---
title: 'OAuth token refresh races'
date: '2026-01-08'
tags: ['oauth', 'postgres', 'integrations']
description: 'Two requests, one refresh token, and a partner integration that worked 99.9% of the time.'
robots: index, follow
sitemap:
  lastmod: 2026-01-08
ogImage:
  props:
    title: 'OAuth token refresh races'
    description: 'Two requests, one refresh token, and a partner integration that worked 99.9% of the time.'
---

# OAuth token refresh races

We had a partner integration that was "basically fine." Support tickets were rare. Metrics looked green. The kind of integration you forget exists until a customer forwards you a screenshot at 6pm on a Friday.

The screenshot showed our product failing to sync their external account. The error message was helpfully vague: **Authentication failed.**

## What we thought we knew

Our OAuth flow was standard:

- Access token stored per connection
- Refresh when expired
- Retry the upstream call once after refresh

We had done this on three other integrations without drama.
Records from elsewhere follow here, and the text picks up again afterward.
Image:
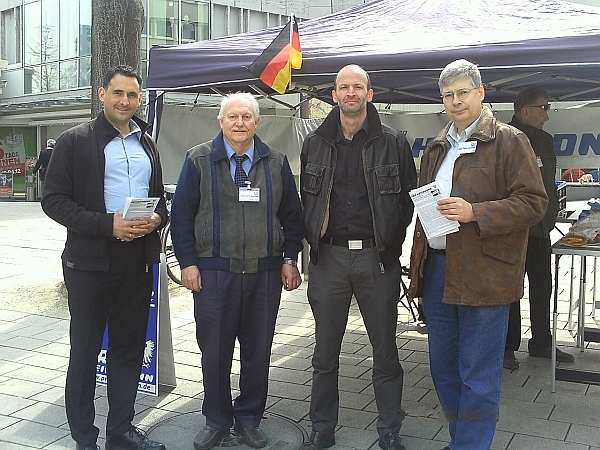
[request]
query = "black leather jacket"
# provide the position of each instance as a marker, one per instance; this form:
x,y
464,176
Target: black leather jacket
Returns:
x,y
389,170
543,147
74,193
Same library, same pattern, same `expires_at` column in Postgres.

What we did not have was a lock.

## The race

Two background jobs for the same connection can run at the same time. That part is normal. What is less normal is both jobs noticing the access token is expired within the same few hundred milliseconds.
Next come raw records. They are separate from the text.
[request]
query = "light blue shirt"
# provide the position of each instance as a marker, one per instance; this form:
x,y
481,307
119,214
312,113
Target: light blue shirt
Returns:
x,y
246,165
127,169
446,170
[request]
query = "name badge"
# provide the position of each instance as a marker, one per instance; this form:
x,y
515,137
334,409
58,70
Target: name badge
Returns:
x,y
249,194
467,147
Both jobs call refresh. OAuth providers typically invalidate the old refresh token when they issue a new one. Job A wins. Job B gets a 400 and marks the connection as broken.

From the user's perspective the integration "randomly broke."

```typescript [refresh-access-token.ts]
const refreshAccessToken = async (connectionId: string) => {
  const connection = await db.connections.find(connectionId)

  if (connection.expiresAt > Date.now()) {
    return connection.accessToken
  }

  const tokens = await oauthClient.refresh(connection.refreshToken)

  await db.connections.update(connectionId, {
    accessToken: tokens.accessToken,
    refreshToken: tokens.refreshToken,
    expiresAt: tokens.expiresAt,
  })

  return tokens.accessToken
}
```

Looks reasonable. Ships to prod all the time. Still wrong.

## The fix we should have shipped first

We added a per-connection advisory lock around refresh:

```typescript [refresh-access-token.ts]
const refreshAccessToken = async (connectionId: string) => {
  return await withConnectionLock(connectionId, async () => {
    const connection = await db.connections.find(connectionId)

    if (connection.expiresAt > Date.now()) {
      return connection.accessToken
    }

    const tokens = await oauthClient.refresh(connection.refreshToken)

    await db.connections.update(connectionId, {
      accessToken: tokens.accessToken,
      refreshToken: tokens.refreshToken,
      expiresAt: tokens.expiresAt,
    })

    return tokens.accessToken
  })
}
```

Job B now waits, reads the freshly updated token, and moves on. Boring. Correct.

We also started storing `refreshingAt` as a belt-and-suspenders guard for environments where advisory locks are annoying to reason about in tests.

## What we learned after

**Refresh is a mutation, not a read.** Treat it like a payment capture or inventory decrement. You would not let two checkout flows decrement stock without coordination.

**"It works in staging" is not a OAuth strategy.** Staging has one fake connection and a human clicking buttons. Production has cron, webhooks, and users mashing retry.

**Log the refresh outcome, not just the API call.** We added structured logs with `connectionId`, `jobId`, and whether we hit refresh or cache. Support can answer tickets without waking me up.

The integration went back to being the kind you forget exists. That is the goal.